D.C. jury unjustly finds Mark Steyn liable for defamation of Michael Mann, awards $1 million in punitive damages.
Global warming doomsayer Michael Mann of Penn State University has won his defamation lawsuit against critics Mark Steyn and Rand Simburg, proving that conservatives cannot get fair verdicts from District of Columbia juries. This is a huge, structural problem for the federal judiciary, because D.C. courts have jurisdiction over many actions regarding the federal government. Bias to the point of hatred of Republicans and conservatives by D.C. juries has made those courts a part of the Democrats’ armory.
If Republicans ever again get the Oval Office and majorities in both Houses of Congress, they must redefine the jurisdiction of lower courts so that actions involving the federal government rotate among all judicial districts.
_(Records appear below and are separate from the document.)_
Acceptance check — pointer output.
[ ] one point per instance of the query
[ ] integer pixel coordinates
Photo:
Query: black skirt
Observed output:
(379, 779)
Democrats will fight this measure with a Senate filibuster, but Republicans can argue that the juries must “look like America.”
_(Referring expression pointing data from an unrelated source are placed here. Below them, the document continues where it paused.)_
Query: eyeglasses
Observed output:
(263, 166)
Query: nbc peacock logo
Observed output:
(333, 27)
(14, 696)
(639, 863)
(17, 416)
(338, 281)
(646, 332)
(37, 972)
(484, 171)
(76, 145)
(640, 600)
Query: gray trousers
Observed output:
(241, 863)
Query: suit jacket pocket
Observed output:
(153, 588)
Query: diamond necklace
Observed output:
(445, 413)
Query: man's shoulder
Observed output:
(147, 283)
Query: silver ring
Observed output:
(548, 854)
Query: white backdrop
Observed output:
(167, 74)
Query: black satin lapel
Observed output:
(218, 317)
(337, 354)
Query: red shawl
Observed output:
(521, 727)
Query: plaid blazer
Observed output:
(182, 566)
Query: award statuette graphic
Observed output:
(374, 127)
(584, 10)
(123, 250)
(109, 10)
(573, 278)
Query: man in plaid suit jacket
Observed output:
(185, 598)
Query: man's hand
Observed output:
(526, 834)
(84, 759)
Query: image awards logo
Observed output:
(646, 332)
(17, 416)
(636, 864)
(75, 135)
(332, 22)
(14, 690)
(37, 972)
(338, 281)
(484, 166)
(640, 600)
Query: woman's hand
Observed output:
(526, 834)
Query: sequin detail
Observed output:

I am deeply worried for Mark’s health, as he has been very ill, and this massive setback might lead to worse health outcomes.
I rely on retired super-lawyer John Hinderaker, who attended some of the trial, on the question of the unjustness of the verdict:
The verdict was disappointing to those of us who followed the case and thought that Michael Mann presented a pathetically inadequate case. The jury actually agreed: it found that the defendants had defamed Mann, but awarded only a token $1 in damages, since Mann had failed to prove any. But it found that both Simberg and Steyn acted with actual malice–they didn’t actually believe what they said about Mann–and awarded punitive damages in the amount of $1,000 against Simberg, and $1 million against Steyn.
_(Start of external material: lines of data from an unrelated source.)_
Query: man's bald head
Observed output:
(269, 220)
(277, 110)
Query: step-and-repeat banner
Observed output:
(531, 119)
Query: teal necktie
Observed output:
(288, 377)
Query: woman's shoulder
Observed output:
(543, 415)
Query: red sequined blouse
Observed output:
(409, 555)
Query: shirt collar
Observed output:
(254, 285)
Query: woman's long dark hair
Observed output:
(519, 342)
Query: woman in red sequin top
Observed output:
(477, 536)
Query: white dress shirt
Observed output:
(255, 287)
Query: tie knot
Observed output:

In a sane world, this case never would have gone to the jury. The legal standard is actual malice, which means the defendants must have thought, subjectively, that what they said wasn’t likely true. In this case, there was no evidence whatever that Steyn and Simberg didn’t sincerely believe that what they said was true. Indeed, as Mark pointed out in closing argument, he has been saying the same things about Mann’s hockey stick for something like 21 years, and even wrote a book about it.
Hinderaker presents possible faint grounds for optimism:
The trial judge was openly skeptical of Mann’s case, and seemed to take seriously the defendants’ motions for a directed verdict. Those motions presumably were renewed at the close of evidence, and the court might now take them up. It requires a brave judge to take away a jury verdict, but Judge Irving, presiding in this case, was low-key but seemed, if pushed too far, to have a backbone. So who knows, he might do the right thing.
He also presents one avenue of appeal:
In John Williams’ closing argument on behalf of Mann, he said that the jury should award punitive damages so that in the future, no one will dare engage in “climate denialism”–whatever that is–just as Donald Trump’s “election denialism” needs to be suppressed. In 41 years of trying cases to juries, I never heard such an outrageously improper appeal. John Williams should be ashamed of himself, but he won’t be, because this jury apparently bought his argument: they want to make Mark Steyn pay $1 million out of his own pocket, to a plaintiff who suffered no damages but only made an ideological argument, so that no one will, ever again, try to challenge the regime’s global warming narrative. However false that narrative may be.
Retired Justice Department lawyer Clarice Feldman offers another ground for appeal that would not reverse the unjust finding but which would reduce the ruinous $1 million punitive damages:
State Farm Mutual Automobile Insurance Co. v. Campbell, 538 U.S. 408 (2003), was a case in which the United States Supreme Court held that the due process clause usually limits punitive damage awards to less than ten times the size of the compensatory damages awarded --the compensatory damages here were $1. The judge might well issue a judgment not withstanding verdict holding that in accord with this ruling Mann is entitled to no more than $10 in punitive damages.”